Case Study 05
City of Temple,
Texas
Large city website redesign across three sub-sites — five revision cycles, mobile-first design exports, and coordinated design for City Hall, the Public Library, and Parks & Recreation. A masterclass in client iteration.
Overview
A large city with complex needs
Temple, Texas is a mid-size city with a full range of municipal services, a dedicated public library system, and an active parks and recreation department — each requiring its own coordinated web presence. The redesign scope covered all three: a primary city site, a library sub-site, and a Parks & Rec sub-site, all designed to function as a unified digital experience while maintaining distinct departmental identity.
Temple also required mobile-first design artifacts — full mobile exports at 375px alongside the standard 1440px desktop views. Mobile wasn't treated as an afterthought or a development-phase concern. It was part of the design deliverables from day one.
Challenge
Five revision cycles. Still standing.
Most government website projects complete in 2–4 revision cycles. Temple went to five. That's not unusual for a large city with multiple decision-makers and a complex service hierarchy — but it demands a different kind of discipline from the designer. Each revision needed to be precise, documented, and efficient. Scope had to stay controlled. Client feedback had to be consolidated and addressed systematically.
Five revisions also means five opportunities to improve. The final delivered design is stronger than an initial concept could ever be — shaped by a client who was engaged enough to articulate exactly what they needed across multiple rounds of feedback.
Process
From initial concept to Revision 5
Design Decisions
Built for scale, refined through iteration
The initial design concept established the visual language — color, typography, layout hierarchy, and component patterns — that carried through all five revision cycles. Revisions refined rather than rebuilt: adjusting proportions, clarifying navigation structures, and fine-tuning the coordinated look across City Hall, Library, and Parks sub-sites.
Design Screens / Revision 5 (Final) / Desktop 1440px + Mobile 375px





Accessibility
ADA compliance across three sites
Three sub-sites means three separate accessibility audits. Every color combination, interactive element, and touch target was verified across City Hall, Library, and Parks & Rec before the final revision was delivered.
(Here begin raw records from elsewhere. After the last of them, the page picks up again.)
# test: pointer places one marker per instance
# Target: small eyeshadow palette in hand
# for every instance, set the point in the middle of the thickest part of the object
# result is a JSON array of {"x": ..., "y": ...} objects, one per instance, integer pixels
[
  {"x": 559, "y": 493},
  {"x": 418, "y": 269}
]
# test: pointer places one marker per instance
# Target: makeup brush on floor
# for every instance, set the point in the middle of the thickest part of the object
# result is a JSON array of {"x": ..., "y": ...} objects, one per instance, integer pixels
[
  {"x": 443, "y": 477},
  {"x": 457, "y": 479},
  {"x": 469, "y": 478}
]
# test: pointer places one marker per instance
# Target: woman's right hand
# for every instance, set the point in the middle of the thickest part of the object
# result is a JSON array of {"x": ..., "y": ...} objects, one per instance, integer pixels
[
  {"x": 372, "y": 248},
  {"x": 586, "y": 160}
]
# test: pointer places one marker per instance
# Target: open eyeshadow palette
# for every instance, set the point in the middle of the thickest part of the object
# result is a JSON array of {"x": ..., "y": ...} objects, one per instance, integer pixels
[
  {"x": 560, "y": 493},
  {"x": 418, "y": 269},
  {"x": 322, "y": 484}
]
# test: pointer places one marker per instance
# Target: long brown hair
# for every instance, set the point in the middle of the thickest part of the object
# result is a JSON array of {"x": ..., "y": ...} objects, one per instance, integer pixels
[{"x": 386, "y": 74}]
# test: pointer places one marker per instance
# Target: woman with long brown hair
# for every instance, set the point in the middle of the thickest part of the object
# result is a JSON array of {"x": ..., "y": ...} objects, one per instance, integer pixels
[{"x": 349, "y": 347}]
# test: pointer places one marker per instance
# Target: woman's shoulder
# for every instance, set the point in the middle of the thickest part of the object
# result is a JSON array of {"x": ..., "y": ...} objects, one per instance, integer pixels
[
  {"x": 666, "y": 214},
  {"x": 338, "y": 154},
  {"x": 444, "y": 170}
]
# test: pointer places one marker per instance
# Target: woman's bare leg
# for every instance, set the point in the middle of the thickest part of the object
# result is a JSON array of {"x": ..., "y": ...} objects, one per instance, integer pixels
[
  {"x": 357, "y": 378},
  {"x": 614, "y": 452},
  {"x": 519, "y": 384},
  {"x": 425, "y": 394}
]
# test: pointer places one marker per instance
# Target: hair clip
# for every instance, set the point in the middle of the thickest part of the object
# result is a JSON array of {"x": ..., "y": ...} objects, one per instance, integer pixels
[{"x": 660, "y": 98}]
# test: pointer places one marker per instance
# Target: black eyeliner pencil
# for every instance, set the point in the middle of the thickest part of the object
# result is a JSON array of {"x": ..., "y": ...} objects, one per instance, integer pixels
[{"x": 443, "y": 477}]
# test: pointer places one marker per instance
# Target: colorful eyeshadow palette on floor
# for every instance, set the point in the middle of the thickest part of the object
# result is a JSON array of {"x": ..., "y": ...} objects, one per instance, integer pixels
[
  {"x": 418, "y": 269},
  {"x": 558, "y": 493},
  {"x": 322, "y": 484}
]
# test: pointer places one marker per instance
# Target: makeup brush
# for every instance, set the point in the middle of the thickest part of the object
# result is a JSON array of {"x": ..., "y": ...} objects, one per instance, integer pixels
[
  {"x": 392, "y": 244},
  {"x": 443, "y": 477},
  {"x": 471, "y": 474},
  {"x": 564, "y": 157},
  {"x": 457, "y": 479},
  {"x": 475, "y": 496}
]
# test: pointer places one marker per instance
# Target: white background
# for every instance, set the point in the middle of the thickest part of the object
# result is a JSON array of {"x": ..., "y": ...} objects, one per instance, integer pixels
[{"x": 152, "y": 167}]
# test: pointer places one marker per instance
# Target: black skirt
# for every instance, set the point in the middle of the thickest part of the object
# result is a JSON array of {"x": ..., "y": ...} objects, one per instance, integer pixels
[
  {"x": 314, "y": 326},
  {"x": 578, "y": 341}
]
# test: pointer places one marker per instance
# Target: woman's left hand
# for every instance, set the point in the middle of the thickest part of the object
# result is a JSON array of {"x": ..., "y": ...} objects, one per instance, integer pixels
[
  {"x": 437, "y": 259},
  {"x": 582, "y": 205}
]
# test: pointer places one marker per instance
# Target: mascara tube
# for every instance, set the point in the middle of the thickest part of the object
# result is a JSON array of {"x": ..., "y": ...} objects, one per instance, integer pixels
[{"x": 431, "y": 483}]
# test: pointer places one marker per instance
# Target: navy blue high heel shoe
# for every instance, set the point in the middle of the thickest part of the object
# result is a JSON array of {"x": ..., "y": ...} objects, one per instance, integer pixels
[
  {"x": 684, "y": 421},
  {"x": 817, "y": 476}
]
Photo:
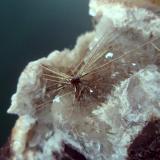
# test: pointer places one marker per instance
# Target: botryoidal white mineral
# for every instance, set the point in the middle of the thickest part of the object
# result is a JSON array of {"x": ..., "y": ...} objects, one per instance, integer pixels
[{"x": 102, "y": 131}]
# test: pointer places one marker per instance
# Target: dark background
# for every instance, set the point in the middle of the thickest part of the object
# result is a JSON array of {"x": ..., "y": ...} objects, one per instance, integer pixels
[{"x": 29, "y": 30}]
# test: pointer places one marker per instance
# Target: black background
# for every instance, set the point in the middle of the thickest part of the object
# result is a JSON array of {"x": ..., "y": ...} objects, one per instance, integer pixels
[{"x": 31, "y": 29}]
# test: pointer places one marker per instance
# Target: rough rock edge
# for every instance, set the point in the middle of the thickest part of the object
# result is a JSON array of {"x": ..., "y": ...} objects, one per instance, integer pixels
[{"x": 14, "y": 108}]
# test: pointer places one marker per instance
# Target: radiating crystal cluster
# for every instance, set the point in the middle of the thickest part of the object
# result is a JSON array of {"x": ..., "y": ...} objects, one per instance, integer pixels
[{"x": 104, "y": 129}]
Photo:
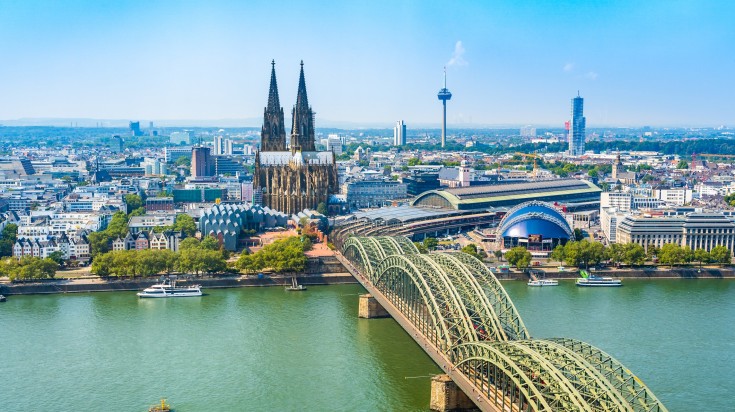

Large cities have diverse populations — accessibility isn't optional.
Color contrast
All text and interactive elements audited at 4.5:1 minimum across all three site palettes. Sub-site color variations each verified independently — a coordinated system doesn't mean shared color passes.
Mobile touch targets
44x44px minimum touch targets enforced in the mobile designs — the 375px exports make this explicit. Navigation items, service cards, and footer links all sized for real-world thumb interaction.
ADA module
Persistent accessibility widget positioned consistently across all three sub-sites — contrast, text sizing, and screen reader support available from every page.
Emergency alerts
Alert banner module styled and positioned for all three sites — critical for a city this size. Toggle-enabled through the CMS so staff can activate without a developer.
Outcome
Five cycles to the final approval
The City of Temple approved the design after Revision 5. What started as a complex multi-site brief became a coordinated visual system — three distinct but cohesive experiences, a full mobile design package, and two tile template variants for the city's flexibility at launch.
The number of revision cycles isn't a failure metric — it's a collaboration metric. A client engaged enough to give five rounds of precise feedback cares deeply about the outcome. That engagement produces better work.